Step 1: Export to Markdown (gets a clean .md file with full content)

web-plane -s=deep snapshot — find button "Export" inside the iframe
web-plane -s=deep click <export_ref> — opens export menu
Snapshot again — find button "Export to Markdown", click it
The file downloads to .playwright-cli/deep-research-report.md
Read the downloaded file — this is the cleanest extraction method

Step 2: Copy contents (copies to clipboard as backup)

Click button "Export" again to reopen menu
Snapshot — find button "Copy contents", click it
Content is now in the system clipboard

Other export formats available:

button "Export to Word" — downloads .docx
button "Export to PDF" — downloads .pdf
button "Copy table" — copies just the comparison table

Note: Refs change after each interaction. Always snapshot before clicking.

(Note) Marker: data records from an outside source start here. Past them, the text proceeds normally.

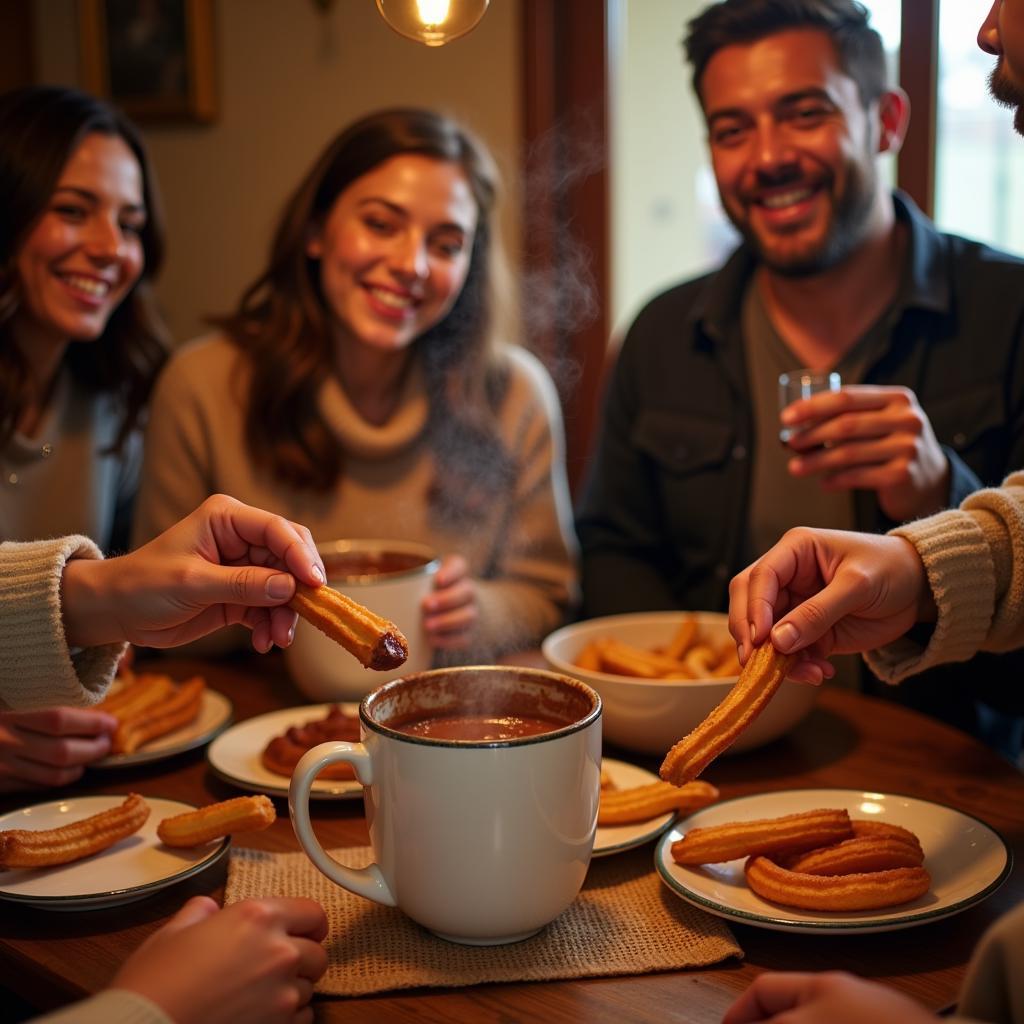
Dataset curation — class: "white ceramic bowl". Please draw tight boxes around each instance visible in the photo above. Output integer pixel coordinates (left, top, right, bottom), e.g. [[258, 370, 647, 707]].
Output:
[[285, 540, 440, 701], [541, 611, 818, 754]]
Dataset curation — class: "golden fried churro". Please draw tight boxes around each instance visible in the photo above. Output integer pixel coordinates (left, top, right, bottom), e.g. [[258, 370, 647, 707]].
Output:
[[743, 857, 932, 910], [95, 672, 174, 719], [111, 676, 206, 754], [260, 705, 359, 779], [0, 793, 150, 868], [157, 795, 278, 846], [289, 583, 409, 672], [660, 643, 793, 785], [672, 810, 853, 864], [597, 781, 718, 825], [850, 818, 925, 859], [774, 836, 925, 874]]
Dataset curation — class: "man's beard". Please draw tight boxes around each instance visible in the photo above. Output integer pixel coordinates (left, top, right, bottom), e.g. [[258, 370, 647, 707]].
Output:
[[722, 156, 879, 278], [988, 57, 1024, 135]]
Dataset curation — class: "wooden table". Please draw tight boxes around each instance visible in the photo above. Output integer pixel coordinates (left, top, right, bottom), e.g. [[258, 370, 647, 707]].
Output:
[[0, 655, 1024, 1024]]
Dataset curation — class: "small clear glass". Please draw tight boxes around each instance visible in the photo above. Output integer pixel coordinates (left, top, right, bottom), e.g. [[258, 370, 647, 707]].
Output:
[[778, 370, 843, 444]]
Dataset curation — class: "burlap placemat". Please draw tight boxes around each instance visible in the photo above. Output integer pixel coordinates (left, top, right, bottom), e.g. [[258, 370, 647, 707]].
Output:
[[224, 847, 743, 995]]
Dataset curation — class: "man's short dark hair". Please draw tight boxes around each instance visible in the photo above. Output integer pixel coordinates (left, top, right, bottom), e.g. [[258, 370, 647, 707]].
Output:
[[683, 0, 889, 108]]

Fallback (if Export buttons are not found):

Parse the snapshot YAML directly — the accessibility tree contains full report text
Or use web-plane -s=deep screenshot + vision extraction

Phase 8: Return Results

Read the downloaded markdown file (.playwright-cli/deep-research-report.md)
Clean up artifacts: remove citeturn... citation markers, entity[...] tags, image_group{...} blocks
Include the metadata line (e.g. "Research completed in 17m, 46 sources, 186 searches")
Present the clean report to the user
Close the browser session:
```
web-plane -s=deep close
```

Error Handling

Scenario	Action
web-plane not found	`npm install -g web-plane && web-plane install`, abort
Login needed	Click "Log in" button, `web-plane show`, tell user to enter credentials
Captcha / Cloudflare	`web-plane show` → tell user to solve → wait
Rate limited	Return error with details
Network error	Wait 10s, retry `goto` once, then abort
Timeout (30min)	Extract partial results if any, note timeout
Plan misaligned	Cancel research, explain to user, adjust query
Snapshot ref stale	Take new snapshot — refs change after page updates
Unknown state	`screenshot` + describe to user, ask how to proceed
Browser crashed	Tell user, suggest re-running
Chrome updated	`web-plane install` (re-clones and re-signs Chrome)

Important Rules

Never enter credentials. Only the user handles login.
Keep window hidden. Use web-plane hide after page loads; web-plane show only when user interaction is needed (auth, clarification).
Use named session (-s=deep) so the session persists across commands.
Prefer snapshot over screenshot. Snapshots are structured text — cheaper, faster, and give you element refs. Snapshots work while window is hidden.
Be patient. Deep Research takes 5-30 minutes. Update user every 2 minutes.
Preserve session. Close tabs, not the browser. Cookies persist for next use.

name	deep-research-skill
description	Execute OpenAI Deep Research via ChatGPT browser GUI. Uses web-plane to operate a real browser, navigates ChatGPT's Deep Research mode, and returns the full research report. Use when the user says "/deep-research" followed by a research topic or question.